I dare you to say the word “squiggle” three times and not smile. Picture is my own, created through Canva.
I know I’ve said it 852 times, but I cannot sing her praises enough. My high school English teacher was the best teacher I’ve ever had the pleasure to learn under throughout my entire educational career. Since I’ve come to college to pursue my own career path in English, the great professors and classes I’ve experienced have forced me to look back and examine what exactly made her so great. I strongly believe one reason is that though she was delivering instruction within the realm of state standards, we never once felt confined. My favorite semester being her student was the fall of my senior year when she focused both quarters on composition. Sure, she taught us the basics of different genres of writing but she also let our creativity run wild. During those three months I wrote a descriptive essay on Hogwarts, a humorous personal narrative of the hell that was lifeguarding class, a research paper on Christian discipleship, and a short story about a mysterious stalker.

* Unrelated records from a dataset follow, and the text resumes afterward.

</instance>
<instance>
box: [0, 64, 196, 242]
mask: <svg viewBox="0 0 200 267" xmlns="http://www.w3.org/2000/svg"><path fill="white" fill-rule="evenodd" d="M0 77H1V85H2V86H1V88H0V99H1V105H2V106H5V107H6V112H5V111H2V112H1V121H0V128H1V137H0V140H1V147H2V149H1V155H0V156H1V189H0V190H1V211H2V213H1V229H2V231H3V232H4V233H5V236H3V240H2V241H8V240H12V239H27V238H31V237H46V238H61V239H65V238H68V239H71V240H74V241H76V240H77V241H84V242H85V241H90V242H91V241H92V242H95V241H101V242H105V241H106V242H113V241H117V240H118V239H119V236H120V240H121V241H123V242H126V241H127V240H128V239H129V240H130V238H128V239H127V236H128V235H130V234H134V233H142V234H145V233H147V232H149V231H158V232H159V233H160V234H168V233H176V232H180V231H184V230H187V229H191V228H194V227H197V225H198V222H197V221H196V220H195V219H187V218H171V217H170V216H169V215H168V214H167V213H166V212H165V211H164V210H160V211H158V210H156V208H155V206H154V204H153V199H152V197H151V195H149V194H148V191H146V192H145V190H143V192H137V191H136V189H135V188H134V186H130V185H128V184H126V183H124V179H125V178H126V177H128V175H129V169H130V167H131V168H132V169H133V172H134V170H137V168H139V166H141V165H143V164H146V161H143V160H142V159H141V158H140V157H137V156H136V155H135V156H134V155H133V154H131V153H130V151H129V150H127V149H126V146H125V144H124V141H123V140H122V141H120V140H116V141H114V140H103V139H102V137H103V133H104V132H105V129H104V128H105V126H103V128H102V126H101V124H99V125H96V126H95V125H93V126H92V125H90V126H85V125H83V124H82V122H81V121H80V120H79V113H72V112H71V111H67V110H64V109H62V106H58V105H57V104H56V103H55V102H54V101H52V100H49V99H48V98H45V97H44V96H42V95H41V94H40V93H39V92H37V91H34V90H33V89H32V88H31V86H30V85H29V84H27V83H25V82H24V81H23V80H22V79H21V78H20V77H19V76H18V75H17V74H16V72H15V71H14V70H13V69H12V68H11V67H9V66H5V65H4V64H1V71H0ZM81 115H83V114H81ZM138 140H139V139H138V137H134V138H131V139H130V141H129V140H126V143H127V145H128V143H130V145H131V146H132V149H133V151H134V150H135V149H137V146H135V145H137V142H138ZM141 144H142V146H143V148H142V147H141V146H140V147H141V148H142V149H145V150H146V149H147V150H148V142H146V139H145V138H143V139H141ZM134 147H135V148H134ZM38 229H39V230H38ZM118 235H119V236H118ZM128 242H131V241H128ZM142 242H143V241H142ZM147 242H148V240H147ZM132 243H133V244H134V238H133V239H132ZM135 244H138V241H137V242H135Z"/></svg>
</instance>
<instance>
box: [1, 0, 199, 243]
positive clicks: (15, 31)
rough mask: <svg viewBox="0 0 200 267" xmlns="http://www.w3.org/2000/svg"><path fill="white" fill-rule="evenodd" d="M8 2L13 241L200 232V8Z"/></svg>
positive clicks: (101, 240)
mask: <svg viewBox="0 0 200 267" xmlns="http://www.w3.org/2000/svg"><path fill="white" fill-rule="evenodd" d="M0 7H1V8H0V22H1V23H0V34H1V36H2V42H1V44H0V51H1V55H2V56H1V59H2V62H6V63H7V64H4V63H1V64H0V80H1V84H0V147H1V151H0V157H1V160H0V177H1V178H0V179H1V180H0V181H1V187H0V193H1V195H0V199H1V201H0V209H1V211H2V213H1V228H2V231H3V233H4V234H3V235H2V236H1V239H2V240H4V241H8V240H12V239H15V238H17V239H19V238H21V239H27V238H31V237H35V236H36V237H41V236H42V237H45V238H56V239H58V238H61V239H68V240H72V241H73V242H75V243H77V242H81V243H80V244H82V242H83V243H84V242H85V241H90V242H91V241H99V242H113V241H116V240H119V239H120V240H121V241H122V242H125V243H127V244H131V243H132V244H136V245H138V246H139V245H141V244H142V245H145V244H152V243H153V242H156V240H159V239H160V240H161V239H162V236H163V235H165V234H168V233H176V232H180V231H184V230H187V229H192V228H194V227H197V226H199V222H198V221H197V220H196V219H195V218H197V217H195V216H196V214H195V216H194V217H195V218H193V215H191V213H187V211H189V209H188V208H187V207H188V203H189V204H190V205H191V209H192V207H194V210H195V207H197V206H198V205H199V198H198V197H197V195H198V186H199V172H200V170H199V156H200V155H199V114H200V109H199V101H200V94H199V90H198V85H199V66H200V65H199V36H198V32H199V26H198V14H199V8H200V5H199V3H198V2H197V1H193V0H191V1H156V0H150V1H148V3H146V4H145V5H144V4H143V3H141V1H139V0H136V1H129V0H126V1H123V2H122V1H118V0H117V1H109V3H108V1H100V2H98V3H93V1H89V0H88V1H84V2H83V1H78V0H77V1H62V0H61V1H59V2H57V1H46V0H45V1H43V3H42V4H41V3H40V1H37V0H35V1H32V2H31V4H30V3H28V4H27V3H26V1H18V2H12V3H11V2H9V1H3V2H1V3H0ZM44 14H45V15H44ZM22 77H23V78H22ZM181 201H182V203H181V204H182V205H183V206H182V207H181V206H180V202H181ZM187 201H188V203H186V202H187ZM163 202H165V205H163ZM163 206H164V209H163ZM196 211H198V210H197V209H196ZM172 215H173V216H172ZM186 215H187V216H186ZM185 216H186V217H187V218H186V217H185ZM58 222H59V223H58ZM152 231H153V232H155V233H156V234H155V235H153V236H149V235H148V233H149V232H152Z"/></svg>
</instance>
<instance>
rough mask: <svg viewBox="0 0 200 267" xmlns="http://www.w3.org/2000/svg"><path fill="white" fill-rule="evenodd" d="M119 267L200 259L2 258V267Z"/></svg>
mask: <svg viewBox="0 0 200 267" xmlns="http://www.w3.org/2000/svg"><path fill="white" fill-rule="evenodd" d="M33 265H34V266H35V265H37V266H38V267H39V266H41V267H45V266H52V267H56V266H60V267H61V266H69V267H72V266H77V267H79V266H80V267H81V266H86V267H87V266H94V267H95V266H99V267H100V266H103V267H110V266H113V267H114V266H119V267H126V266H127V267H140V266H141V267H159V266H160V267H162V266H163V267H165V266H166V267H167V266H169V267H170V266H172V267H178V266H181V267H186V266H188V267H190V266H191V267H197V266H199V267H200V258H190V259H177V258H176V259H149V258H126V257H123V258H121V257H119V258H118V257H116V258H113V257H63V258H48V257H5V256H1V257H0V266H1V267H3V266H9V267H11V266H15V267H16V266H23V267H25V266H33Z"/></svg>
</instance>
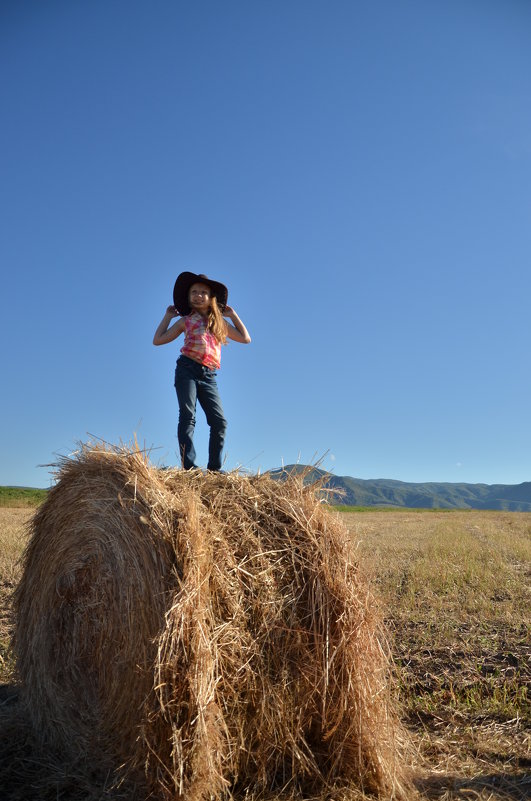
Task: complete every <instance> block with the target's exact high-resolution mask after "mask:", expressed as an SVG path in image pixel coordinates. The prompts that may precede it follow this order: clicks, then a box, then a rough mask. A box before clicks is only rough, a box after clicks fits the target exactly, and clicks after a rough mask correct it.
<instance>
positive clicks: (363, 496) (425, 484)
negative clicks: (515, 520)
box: [270, 464, 531, 512]
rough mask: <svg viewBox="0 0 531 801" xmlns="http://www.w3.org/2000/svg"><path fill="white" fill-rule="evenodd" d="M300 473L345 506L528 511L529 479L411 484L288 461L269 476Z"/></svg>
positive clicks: (530, 487) (528, 496)
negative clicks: (337, 471)
mask: <svg viewBox="0 0 531 801" xmlns="http://www.w3.org/2000/svg"><path fill="white" fill-rule="evenodd" d="M293 472H295V473H297V474H300V473H304V474H305V477H304V480H305V482H306V483H313V482H316V481H320V482H322V486H323V489H325V490H328V491H330V494H329V495H328V501H329V502H330V503H332V504H336V505H337V504H345V505H348V506H395V507H396V506H400V507H406V508H410V509H499V510H505V511H508V512H531V481H524V482H523V483H522V484H451V483H437V482H427V483H425V484H413V483H408V482H406V481H394V480H392V479H386V478H377V479H361V478H352V477H351V476H335V475H334V474H333V473H329V472H327V471H326V470H321V469H319V468H317V467H309V466H308V465H300V464H295V465H294V464H291V465H287V467H281V468H277V469H276V470H271V471H270V474H271V475H272V476H273V478H279V479H280V480H281V479H282V477H283V476H285V475H286V474H288V473H293Z"/></svg>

Though I enjoyed writing before, she allowed me to fall in love with it all over again, and allowed my classmates who didn’t enjoy writing to explore it in ways that were relevant to them. How awesome is that?
This class (theory and practice of teaching writing) is quite similar, though at the opposite end of the spectrum. In high school, my teacher struck a balance with guiding us through the standards while also letting us roam the concept of writing. In college, my professor struck a balance with letting us self-instruct while still making sure we meet the standards. Like many of my fellow classmates have confessed, I did not acquaint myself with the Rule 24 Outcomes at the beginning of the semester. Each day I may not have been aware of how the work we were was meeting the outcomes, but looking back I can see clearly now (the rain is gone). 🙂
There are two standards that particularly stand out to me in regards to this course, number four and number seven. Let’s start with the former. Number four deals with creating assessments, and while we didn’t do this so much it is the first element beneath this standard that I believe applies well to this class. “Candidates use their knowledge of theory, research, and practice in English Language Arts to plan standards-based, coherent, and relevant composing experiences that utilize individual and collaborative approaches and contemporary technologies and reflect an understanding of writing processes and strategies in different genres for a variety of purposes and audiences” (Miller). Theory, research, and practice. Between learning about 19th century teaching of writing, expanding my knowledge of digital literacy, exploring the idea of writing workshops in a high school setting, and listening to the findings of my peers I feel as though I have gained invaluable knowledge that can now be translated from my mind into application for my future classroom. Even though we didn’t make concrete lesson plans, this class helped us instead to build up the experience that is the foundation of those lesson plans.
Standard number seven reads as follows, “Candidates are prepared to interact knowledgeably with students, families, and colleagues based on social needs and institutional roles, engage in leadership and/or collaborative roles in English Language Arts professional learning communities, and actively develop as professional educators” (Miller). Other classes have told me what it will be like to interact with others as an educator, but this is the first to (holy smokies) actually make it real. The way we completed our assignments, through blogging and the class Weebly site, fit this criteria to a T. This entire time we have been learning how to interact with a world that is bigger than ourselves. Going a step further, beyond simply interacting with others we have been sharing incredibly important information that other educators might be able to then apply to their own classrooms. On a personal level, one blog post in particular— Dear Students, Dear Parents— was my favorite assignment I’ve completed this entire semester because I knew that it was an artifact that I would physically take with me and utilize in the “real world.” Though at times this class made me feel like a blind woman being asked to describe in detail the colors of a painting she had never witnessed, I now feel as though I can go out and paint my own picture.
So, Rule 24 now and before (who doesn’t love a good rhyme, am I right?) My marvelous high school teacher may not have been teaching towards the Rule 24 collegiate standards specifically, but the effect was still there. I have been fortunate enough to be a part of more than one class in my life that gamed the system in such a subtle, lovely way. Not all standards are good, and not all standards are bad. Either way, they often work towards backing people into a corner they don’t belong in. As a teacher, it is important to recognize this and create a force field of creativity, curiosity, and diversity around your classroom… Like senior composition or theory and practice of teaching writing. That’s what teaching writing is all about— making small sacrifices for the future, for the creation of a nation of explorers who take in anything and everything about the world around them, for a generation who use their own thoughts and ideas to leave this world better than they found it.